Иногда сравнивают ельцинскую Россию с Веймарской республикой: оба режима потерпели поражение, шаткая экономика и скачущая инфляция; обе страны были лишены возможности найти свое место в мире. Эту параллель можно продолжить. Руководители Веймарской республики пытались обрести это место двумя способами. Во-первых, оспаривая порядок, установившийся после первой мировой войны (то, что называется "ревизионистской" политикой), во-вторых, следуя Версальским договоренностям и пытаясь интегрироваться в новую систему для того, чтобы трансформировать ее внутри страны. Веймарская республика потерпела поражение, поскольку пыталась проводить политику в обоих указанных направлениях. Сомнения разрешились в 1933 году радикальным разрывом, спровоцированным национал-социализмом. Напротив, по окончанию Второй Мировой войны, Бонн решил восстановить суверенитет Германии, с помощью широкой интеграции в новую европейскую и атлантическую систему.

Посткоммунистическая Россия стоит перед выбором: Бонн или Веймар. В течение десяти лет она колебалась между ревизионизмом и интеграцией. Владимир Путин, кажется, хочет воспользоваться удобным случаем, выпавшим после терактов 11 сентября, чтобы решительно двинуться в сторону интеграции. Может быть, он понял, что Россия не в состоянии вернуть утерянное влияние, следуя путем отрицания, напротив, у нее есть возможность воссоединения с Западом, став тем, что русские "западники" называют "цивилизованным миром". Конечно, Россия ждет дивидендов, а противники Владимира Путина, которые сейчас говорят о "грубых ошибках", допущенных президентом, и упрекают его за то, что он изменил традиционной позиции России, уже готовы представить ему счет.

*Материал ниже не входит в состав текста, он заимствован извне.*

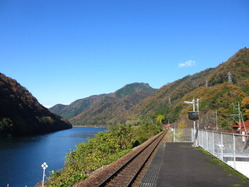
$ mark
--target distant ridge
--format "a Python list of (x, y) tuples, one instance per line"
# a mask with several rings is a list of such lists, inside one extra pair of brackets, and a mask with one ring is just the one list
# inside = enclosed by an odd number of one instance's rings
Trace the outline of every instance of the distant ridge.
[(16, 80), (0, 73), (0, 136), (42, 134), (72, 125), (43, 107)]
[[(231, 82), (228, 81), (229, 73)], [(248, 96), (249, 48), (243, 48), (215, 68), (188, 75), (163, 86), (153, 96), (127, 111), (124, 116), (127, 121), (142, 116), (155, 119), (162, 114), (170, 122), (178, 121), (192, 126), (187, 117), (187, 111), (192, 110), (192, 106), (184, 104), (183, 101), (201, 98), (202, 125), (215, 126), (214, 113), (217, 112), (220, 126), (230, 128), (234, 124), (230, 114), (236, 112), (233, 106), (239, 102), (242, 104), (242, 111), (246, 110), (248, 105), (245, 105), (245, 101)], [(249, 116), (244, 116), (244, 120), (248, 119)]]
[[(230, 117), (234, 113), (233, 105), (241, 103), (242, 110), (249, 111), (245, 104), (249, 100), (249, 49), (243, 48), (215, 68), (185, 76), (158, 90), (146, 83), (133, 83), (96, 97), (94, 102), (84, 104), (86, 107), (59, 105), (50, 110), (67, 117), (73, 125), (155, 122), (157, 115), (163, 115), (166, 121), (192, 126), (187, 117), (192, 106), (183, 101), (201, 98), (202, 126), (215, 125), (212, 115), (217, 113), (220, 127), (229, 128), (234, 123)], [(77, 112), (69, 115), (67, 107)], [(245, 115), (244, 120), (249, 120), (249, 115)]]
[(79, 99), (70, 105), (55, 105), (50, 111), (69, 119), (73, 125), (106, 125), (155, 91), (147, 83), (132, 83), (110, 94)]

Успех Путина зависит, следовательно, от того, что ему ответит Запад, и, в особенности, Джордж В. Буш. Но игра идет и внутри страны. Может ли Путин заявлять об "особенности" России, ее внешней политики, для того, чтобы одновременно интегрироваться в мировую демократическую систему, впасть в "азиатский деспотизм" во внутренней политике? Русские не дают прямого ответа, поскольку социальная база для проведения "западного курса" у них слаба. Неудачи наследников коммунизма на различных выборах за последние десять лет мало помогли демократам и либералам, а скорее представителям "силовых структур", порождением которых является Путин, и которых отнюдь не прельщает ни сближение с Западом, ни демократизация внутри страны.

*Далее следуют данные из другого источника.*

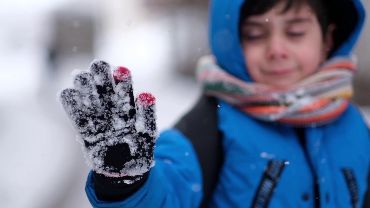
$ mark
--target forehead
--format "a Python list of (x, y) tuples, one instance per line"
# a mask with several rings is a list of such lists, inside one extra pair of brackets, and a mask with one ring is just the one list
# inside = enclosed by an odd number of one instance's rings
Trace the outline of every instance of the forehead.
[(286, 7), (286, 1), (281, 1), (276, 4), (265, 13), (251, 16), (247, 18), (245, 21), (266, 20), (267, 21), (269, 20), (269, 18), (274, 18), (277, 17), (287, 19), (297, 17), (308, 18), (312, 16), (312, 14), (314, 14), (311, 7), (307, 3), (302, 3), (300, 5), (292, 5), (288, 10), (285, 11)]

И в этом России близок опыт Германии. Между двумя войнами Томас Манн прочертил линии установления в Германии "буржуазных свобод" (демократия) и союза с Францией (символом Запада), потому что политика на Западе неразрывно связана с системой ценностей. Владимир Путин, который на чистейшем немецком читал недавно стихи Гете и Шиллера в Бундестаге, теперь должен изучить Томаса Манна.